Viewing 5 replies - 1 through 5 (of 5 total)
  • Try a combination of:

    Basic Options – Security Level $: Lockdown
    Login Security Options – Immediately lock out invalid usernames

    I posted this in another thread, so I’ll start off with saying I have no association with them. Bad Behavior would be a good start. With http:BL working it will fend off a lot of stuff automatically, and ou can use its log to see what IP’s are trying and what their attempted payload is. The password guesses are often hilariously bad. Don’t be that stupid about choosing a login password and you’ll be far above the low-hanging fruit.

    When you get a login attempt, if it is a username you don’t use, add it to the list in Options that automatically block someone trying it.

    But first; Immediately click Block this IP. Then click on Block This Network and add it to the Advanced Blocking list. Label it so you can decide later if you want to stop blocking that IP range.
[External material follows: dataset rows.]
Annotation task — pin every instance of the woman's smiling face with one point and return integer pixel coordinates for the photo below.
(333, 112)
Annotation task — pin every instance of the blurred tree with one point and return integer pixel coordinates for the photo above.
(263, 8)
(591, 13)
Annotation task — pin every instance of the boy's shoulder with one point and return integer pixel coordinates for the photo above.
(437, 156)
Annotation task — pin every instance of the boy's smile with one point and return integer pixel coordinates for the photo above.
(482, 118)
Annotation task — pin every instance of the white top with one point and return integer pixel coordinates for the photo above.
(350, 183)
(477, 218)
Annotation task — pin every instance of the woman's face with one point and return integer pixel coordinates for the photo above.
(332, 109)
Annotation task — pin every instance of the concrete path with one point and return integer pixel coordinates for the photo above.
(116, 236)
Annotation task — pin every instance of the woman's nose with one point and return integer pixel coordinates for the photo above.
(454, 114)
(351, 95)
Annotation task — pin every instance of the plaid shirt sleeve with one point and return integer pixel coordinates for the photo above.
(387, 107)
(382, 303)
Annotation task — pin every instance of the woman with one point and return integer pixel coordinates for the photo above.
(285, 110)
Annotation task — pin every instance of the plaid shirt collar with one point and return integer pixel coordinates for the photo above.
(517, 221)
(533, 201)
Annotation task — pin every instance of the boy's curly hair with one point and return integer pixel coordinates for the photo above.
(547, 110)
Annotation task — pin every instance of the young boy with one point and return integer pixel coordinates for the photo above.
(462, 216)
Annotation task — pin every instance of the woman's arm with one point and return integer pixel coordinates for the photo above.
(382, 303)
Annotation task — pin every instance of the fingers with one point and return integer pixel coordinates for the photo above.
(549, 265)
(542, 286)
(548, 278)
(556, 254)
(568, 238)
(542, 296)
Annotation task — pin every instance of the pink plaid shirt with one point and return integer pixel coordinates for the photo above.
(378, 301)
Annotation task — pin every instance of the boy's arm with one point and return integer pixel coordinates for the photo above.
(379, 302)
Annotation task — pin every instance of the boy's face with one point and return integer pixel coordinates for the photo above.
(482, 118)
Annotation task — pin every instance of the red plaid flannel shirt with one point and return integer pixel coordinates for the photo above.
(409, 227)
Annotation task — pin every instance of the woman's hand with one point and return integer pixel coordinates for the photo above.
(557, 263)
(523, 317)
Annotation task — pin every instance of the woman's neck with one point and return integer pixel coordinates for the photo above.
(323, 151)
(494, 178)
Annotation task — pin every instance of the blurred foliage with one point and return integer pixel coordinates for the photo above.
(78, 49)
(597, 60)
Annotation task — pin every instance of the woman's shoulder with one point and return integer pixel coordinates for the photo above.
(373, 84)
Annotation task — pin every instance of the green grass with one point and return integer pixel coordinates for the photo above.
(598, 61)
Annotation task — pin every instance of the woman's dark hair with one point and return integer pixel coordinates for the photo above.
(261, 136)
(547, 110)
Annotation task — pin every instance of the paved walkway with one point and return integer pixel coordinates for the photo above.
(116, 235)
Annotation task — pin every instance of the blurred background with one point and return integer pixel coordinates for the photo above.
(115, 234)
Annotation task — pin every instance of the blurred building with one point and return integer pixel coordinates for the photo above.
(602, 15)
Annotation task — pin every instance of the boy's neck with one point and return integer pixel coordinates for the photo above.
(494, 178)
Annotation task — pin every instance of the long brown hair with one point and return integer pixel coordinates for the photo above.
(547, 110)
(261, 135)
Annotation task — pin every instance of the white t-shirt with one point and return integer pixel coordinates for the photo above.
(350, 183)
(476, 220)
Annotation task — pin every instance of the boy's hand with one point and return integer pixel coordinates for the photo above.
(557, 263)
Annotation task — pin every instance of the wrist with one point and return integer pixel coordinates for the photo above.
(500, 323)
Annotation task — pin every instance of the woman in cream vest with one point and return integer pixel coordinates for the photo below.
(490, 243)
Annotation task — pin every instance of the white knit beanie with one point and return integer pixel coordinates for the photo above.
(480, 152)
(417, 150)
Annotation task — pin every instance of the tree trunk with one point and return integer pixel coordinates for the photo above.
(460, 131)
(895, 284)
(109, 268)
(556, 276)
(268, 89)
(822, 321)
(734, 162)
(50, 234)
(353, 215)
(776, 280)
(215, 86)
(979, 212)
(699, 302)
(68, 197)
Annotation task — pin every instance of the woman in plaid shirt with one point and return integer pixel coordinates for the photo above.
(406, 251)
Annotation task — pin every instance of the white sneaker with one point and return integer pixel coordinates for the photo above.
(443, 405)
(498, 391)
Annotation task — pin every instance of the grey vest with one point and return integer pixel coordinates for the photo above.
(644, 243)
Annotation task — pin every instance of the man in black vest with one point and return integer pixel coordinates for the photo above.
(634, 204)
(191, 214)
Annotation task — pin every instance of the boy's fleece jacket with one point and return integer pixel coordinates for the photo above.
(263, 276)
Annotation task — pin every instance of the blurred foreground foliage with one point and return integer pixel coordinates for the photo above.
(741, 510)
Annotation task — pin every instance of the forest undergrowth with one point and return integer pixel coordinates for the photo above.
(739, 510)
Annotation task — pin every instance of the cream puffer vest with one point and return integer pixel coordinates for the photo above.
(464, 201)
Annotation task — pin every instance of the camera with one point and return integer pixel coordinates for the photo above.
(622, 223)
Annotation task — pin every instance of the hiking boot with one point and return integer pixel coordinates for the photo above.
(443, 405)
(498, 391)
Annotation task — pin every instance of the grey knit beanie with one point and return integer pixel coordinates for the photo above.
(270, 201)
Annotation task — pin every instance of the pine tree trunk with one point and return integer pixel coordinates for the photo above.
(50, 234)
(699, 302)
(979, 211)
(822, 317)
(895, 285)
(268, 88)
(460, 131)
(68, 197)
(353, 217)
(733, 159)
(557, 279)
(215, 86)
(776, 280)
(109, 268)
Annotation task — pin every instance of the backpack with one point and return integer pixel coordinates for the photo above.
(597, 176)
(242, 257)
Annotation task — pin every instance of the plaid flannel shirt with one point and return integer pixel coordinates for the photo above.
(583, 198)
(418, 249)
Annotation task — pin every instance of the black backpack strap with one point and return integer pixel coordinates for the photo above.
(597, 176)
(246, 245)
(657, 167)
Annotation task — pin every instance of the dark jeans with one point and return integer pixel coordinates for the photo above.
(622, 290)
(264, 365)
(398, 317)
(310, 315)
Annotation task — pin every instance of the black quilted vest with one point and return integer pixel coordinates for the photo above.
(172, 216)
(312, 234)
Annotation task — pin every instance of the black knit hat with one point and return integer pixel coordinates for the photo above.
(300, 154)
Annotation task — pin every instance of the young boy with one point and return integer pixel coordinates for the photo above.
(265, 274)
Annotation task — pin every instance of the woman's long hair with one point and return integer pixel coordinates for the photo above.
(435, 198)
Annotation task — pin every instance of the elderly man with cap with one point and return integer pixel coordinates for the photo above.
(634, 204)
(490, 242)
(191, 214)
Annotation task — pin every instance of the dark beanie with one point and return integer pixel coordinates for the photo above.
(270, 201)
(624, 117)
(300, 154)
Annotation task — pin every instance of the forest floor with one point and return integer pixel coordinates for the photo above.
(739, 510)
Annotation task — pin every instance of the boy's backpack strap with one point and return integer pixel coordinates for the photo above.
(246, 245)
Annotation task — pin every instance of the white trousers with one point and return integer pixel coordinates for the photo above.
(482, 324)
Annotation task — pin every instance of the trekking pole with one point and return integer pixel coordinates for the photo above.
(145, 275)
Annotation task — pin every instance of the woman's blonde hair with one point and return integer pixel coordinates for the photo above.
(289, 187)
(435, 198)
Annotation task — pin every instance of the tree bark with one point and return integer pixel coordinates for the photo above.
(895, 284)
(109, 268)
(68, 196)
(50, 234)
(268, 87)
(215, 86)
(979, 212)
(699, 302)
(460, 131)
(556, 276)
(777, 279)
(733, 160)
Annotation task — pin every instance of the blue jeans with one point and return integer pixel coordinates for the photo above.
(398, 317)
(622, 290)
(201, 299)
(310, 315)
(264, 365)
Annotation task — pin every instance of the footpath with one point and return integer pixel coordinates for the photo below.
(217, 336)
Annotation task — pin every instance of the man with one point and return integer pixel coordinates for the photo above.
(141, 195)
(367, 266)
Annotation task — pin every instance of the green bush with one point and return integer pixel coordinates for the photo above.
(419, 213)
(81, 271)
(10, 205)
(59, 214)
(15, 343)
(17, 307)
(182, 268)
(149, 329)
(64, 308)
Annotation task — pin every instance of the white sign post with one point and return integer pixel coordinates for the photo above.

That page will show if there are further attempts, usually there aren’t, but some I{ ranges turn out to be havens for login bandits.

    @Barnez
    Great thoughts. I also check the box for “Don’t let WordPress reveal valid users in login errors” so the bad guys don’t see when they guess an actual username.

    @seedy
    I haven’t used that plugin so I can’t speak to that one but you are spot on about password complexity being a major issue. Wordfence has a setting on the options page to “force Admins and Publishers to use strong passwords” which I highly recommend. It keeps users from using ‘password1’ or ‘qwerty’ or other easily guessed ones. Remember a good password has upper and lowercase letters, symbols, and numbers. I know it makes it tougher to remember, but recovering a hacked site is worse!

    As an aside, at a major site I manage we once blocked every country but the US. I love Wordfence’s ability to redirect them where I want since we sent them to our www site instead, retaining the traffic. I was voted down from sending them somewhere more fun. ??

    Let me know if you have any other questions..

    tim

    I use a combo of this sensible idea and my own invented words…

    https://xkcd.com/936/

    Tim, I can see the reason country blocking is part of premium, because effectively that’s what ends up happening eventually. My issue is that I do have items of global interest to share, so I do the flyshit/pepper granular approach.

    BTW, I do appreciate Wordfence for all the power and info it gives me.

    LOL @ the cartoon Stealing that for another discussion (with citation of discovery of course!)

    @preston
    Has trying he suggestions we provided helped?